Best Practices for Endpoint Management

Internal Scanning Management

Veracode recommends that you comply with the following best practices for managing your endpoints to make the most effective use of Internal Scanning Management.

Install one endpoint in each network in which you want to scan applications.
Veracode recommends that you install one endpoint in each network in which you scan your internal applications.
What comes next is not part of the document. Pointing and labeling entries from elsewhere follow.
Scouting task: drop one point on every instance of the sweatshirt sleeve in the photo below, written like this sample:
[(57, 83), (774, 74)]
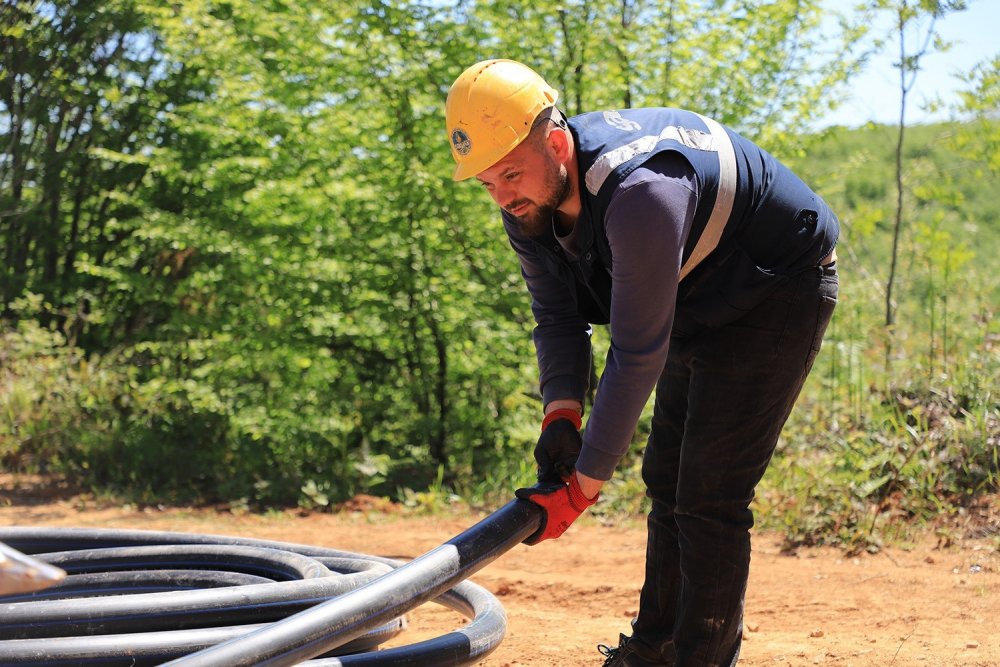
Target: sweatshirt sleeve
[(647, 223), (561, 335)]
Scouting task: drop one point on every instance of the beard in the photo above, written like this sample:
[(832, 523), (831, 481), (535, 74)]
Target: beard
[(538, 218)]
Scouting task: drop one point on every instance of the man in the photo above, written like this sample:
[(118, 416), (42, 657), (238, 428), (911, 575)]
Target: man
[(714, 267)]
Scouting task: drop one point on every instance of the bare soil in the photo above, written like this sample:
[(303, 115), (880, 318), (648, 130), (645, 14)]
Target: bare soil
[(933, 602)]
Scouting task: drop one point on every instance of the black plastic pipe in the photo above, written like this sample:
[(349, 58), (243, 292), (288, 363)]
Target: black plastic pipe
[(331, 624), (352, 620)]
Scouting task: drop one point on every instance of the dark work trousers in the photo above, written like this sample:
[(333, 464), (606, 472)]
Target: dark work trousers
[(721, 403)]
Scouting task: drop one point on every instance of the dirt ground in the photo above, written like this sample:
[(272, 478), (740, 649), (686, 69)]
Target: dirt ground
[(926, 604)]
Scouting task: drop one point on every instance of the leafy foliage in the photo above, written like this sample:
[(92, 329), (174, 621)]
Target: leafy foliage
[(236, 269)]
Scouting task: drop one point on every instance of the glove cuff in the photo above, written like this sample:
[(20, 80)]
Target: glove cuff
[(579, 501), (569, 414)]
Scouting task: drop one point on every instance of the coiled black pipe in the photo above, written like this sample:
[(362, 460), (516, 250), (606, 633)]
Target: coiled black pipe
[(220, 601)]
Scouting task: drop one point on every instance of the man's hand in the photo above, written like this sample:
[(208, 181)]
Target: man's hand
[(561, 505), (558, 446)]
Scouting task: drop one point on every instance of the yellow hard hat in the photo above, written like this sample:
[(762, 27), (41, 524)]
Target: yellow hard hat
[(490, 110)]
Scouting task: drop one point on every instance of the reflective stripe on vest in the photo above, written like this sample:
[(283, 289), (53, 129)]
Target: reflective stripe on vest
[(717, 140)]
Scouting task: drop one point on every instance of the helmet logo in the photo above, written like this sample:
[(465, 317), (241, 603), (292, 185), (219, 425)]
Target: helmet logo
[(460, 140)]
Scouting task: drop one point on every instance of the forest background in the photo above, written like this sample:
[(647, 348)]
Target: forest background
[(235, 268)]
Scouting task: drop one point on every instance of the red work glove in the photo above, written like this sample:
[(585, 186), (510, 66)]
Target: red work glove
[(561, 504), (558, 446)]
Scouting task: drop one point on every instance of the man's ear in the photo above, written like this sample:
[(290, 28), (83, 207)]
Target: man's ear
[(560, 142)]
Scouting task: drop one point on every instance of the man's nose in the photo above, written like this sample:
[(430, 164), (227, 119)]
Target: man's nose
[(504, 196)]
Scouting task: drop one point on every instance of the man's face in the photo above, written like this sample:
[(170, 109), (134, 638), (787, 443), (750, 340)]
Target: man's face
[(530, 184)]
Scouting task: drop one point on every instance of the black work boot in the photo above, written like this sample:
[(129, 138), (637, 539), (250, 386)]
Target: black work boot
[(625, 655)]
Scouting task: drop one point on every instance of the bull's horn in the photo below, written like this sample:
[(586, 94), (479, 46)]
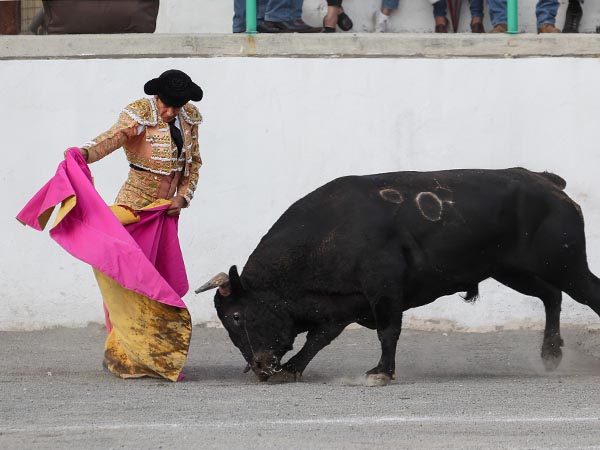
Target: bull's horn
[(220, 280)]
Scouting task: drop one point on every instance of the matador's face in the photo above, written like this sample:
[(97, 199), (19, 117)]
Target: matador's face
[(166, 112)]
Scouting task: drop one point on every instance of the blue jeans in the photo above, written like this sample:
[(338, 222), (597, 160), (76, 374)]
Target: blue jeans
[(439, 8), (271, 10), (476, 7), (545, 11)]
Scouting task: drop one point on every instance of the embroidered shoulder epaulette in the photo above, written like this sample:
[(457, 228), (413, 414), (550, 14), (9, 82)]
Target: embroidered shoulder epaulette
[(143, 111), (191, 114)]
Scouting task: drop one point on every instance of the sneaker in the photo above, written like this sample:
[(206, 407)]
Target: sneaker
[(477, 27), (548, 28), (382, 22), (573, 17), (499, 28), (442, 27)]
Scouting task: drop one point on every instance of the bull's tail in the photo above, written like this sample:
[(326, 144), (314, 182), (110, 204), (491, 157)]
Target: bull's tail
[(472, 294), (557, 181)]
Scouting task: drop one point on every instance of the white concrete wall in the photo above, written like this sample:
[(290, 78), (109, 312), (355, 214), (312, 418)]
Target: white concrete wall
[(274, 130), (214, 16)]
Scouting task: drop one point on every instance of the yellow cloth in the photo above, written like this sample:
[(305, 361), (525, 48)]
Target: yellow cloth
[(148, 338)]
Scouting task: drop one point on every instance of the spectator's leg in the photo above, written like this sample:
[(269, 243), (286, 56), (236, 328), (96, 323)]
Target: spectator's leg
[(476, 7), (239, 16), (334, 8), (280, 10), (573, 17), (498, 15), (545, 12), (439, 15), (382, 23)]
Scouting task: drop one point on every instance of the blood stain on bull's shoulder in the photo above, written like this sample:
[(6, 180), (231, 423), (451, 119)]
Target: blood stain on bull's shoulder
[(430, 205), (391, 195)]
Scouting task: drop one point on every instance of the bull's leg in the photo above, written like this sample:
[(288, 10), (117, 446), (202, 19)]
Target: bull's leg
[(389, 326), (551, 297), (385, 297), (316, 340)]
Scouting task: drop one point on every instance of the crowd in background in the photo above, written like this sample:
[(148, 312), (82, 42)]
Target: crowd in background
[(285, 16)]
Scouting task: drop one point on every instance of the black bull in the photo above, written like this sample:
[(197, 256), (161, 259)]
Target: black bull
[(365, 249)]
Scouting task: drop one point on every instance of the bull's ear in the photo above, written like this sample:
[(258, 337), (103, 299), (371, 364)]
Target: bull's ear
[(234, 280)]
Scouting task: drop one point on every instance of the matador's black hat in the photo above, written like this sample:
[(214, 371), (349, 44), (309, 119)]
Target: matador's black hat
[(174, 88)]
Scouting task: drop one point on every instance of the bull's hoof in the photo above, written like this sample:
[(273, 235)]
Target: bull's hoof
[(552, 353), (378, 379), (552, 360), (285, 376)]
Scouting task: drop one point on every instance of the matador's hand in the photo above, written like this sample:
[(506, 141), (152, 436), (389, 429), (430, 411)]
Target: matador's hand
[(176, 205)]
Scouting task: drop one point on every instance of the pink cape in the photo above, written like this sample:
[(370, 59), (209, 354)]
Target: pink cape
[(144, 257)]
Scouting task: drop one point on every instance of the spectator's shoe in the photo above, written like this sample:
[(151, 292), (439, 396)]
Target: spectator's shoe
[(344, 22), (499, 28), (382, 22), (573, 17), (442, 27), (477, 27), (548, 28), (267, 27), (293, 26)]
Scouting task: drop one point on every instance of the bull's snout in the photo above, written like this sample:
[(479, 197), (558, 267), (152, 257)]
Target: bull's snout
[(265, 364)]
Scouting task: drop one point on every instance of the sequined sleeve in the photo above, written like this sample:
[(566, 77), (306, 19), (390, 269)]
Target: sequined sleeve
[(189, 180), (112, 139), (135, 115)]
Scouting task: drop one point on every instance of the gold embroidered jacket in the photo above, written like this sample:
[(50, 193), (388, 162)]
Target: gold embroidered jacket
[(165, 174)]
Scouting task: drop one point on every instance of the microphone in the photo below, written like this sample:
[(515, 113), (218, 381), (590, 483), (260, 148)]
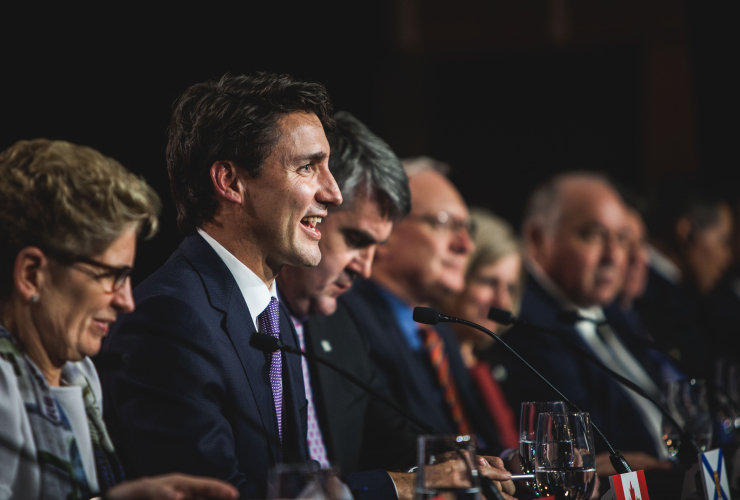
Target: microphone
[(269, 344), (427, 313), (688, 450)]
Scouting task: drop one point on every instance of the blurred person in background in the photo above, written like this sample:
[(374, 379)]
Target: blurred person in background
[(69, 221), (690, 235), (248, 161), (576, 244), (623, 314), (493, 278)]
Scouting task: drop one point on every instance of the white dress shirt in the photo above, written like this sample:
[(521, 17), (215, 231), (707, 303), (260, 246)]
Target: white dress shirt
[(614, 355), (255, 292)]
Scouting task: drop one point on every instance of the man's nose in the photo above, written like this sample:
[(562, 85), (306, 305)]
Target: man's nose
[(613, 251), (362, 264), (462, 242), (328, 193)]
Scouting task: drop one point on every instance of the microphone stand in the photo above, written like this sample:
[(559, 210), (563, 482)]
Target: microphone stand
[(688, 451), (431, 316), (268, 343)]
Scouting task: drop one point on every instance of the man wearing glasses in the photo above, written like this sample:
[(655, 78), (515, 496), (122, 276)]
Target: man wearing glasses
[(423, 260)]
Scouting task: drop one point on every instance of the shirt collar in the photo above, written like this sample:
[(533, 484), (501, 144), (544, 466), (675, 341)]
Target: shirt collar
[(256, 294)]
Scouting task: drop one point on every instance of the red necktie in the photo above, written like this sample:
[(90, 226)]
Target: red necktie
[(441, 364)]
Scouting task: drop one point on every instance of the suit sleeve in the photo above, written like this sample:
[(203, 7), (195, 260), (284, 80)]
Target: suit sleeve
[(11, 432), (389, 440), (167, 409)]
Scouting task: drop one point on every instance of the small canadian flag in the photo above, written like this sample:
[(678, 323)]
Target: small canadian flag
[(629, 486)]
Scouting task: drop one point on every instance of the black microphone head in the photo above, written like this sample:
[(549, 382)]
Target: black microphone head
[(569, 317), (426, 315), (264, 342), (501, 316)]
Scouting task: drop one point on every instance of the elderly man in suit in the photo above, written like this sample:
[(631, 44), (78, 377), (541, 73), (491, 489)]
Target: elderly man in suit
[(347, 426), (576, 238), (423, 260), (248, 164)]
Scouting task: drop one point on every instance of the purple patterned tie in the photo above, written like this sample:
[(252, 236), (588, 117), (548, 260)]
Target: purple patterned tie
[(270, 324)]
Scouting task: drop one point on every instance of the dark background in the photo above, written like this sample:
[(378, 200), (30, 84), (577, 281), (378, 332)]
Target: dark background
[(507, 93)]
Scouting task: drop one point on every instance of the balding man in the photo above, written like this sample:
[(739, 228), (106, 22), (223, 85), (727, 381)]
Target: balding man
[(576, 239), (423, 260)]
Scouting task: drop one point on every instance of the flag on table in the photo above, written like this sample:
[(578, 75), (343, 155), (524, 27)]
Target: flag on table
[(629, 486)]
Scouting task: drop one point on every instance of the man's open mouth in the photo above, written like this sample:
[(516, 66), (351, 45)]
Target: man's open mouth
[(311, 222)]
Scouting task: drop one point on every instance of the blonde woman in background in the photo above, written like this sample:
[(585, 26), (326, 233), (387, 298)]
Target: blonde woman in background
[(69, 221), (494, 278)]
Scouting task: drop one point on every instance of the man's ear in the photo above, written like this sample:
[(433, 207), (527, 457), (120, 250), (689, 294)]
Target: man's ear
[(28, 272), (226, 181), (684, 232), (535, 237)]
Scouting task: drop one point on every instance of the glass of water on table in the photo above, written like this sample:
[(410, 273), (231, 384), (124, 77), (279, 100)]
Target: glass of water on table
[(564, 456), (447, 469), (530, 412)]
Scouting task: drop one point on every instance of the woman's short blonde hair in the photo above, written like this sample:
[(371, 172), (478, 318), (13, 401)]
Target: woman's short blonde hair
[(67, 199), (494, 239)]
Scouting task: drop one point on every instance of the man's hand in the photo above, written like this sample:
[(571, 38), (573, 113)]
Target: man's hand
[(171, 487), (637, 460), (493, 468), (455, 474)]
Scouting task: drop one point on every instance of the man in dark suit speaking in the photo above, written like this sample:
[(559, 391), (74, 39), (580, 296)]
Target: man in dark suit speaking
[(248, 163), (346, 426)]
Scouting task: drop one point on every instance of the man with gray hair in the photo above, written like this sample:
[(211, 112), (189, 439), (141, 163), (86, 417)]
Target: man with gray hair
[(576, 237)]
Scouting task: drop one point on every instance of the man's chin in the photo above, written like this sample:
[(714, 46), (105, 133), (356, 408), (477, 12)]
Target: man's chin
[(306, 256), (324, 306)]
For example, if you have applications deployed in multiple data centers, you install a separate endpoint for each datacenter.

Each endpoint can support up to 20 simultaneous scans.

Install endpoints with the endpoint installer.
On Windows and Linux, the endpoint installer simplifies the installation process and creates a service that continuously runs the endpoint.
For manual installations, run endpoints as a service.
If you manually install an endpoint, configure your machine to run the endpoint as a service.
Install endpoints close to the target applications.
To minimize network latency, install your endpoints close to the applications you plan on using the endpoint to scan.
Do not install the same endpoint in multiple networks.
You encounter an error if you attempt to run a single endpoint in more than one network.
If an endpoint goes offline, restart it.
  • Windows machines: Open the Services application from the Windows start menu, find the Veracode_ISM service, and click Start the service or Restart the service.
  • Linux machines: From the command line, enter service Veracode_ISM status to get the status of the ISM service. If it is running, enter service Veracode_ISM stop to stop it. When it has stopped, enter service Veracode_ISM start to start it.
  • Manual installations: Restart the endpoint JAR file from the command line.
If the endpoint does not come back online, contact Veracode Technical Support.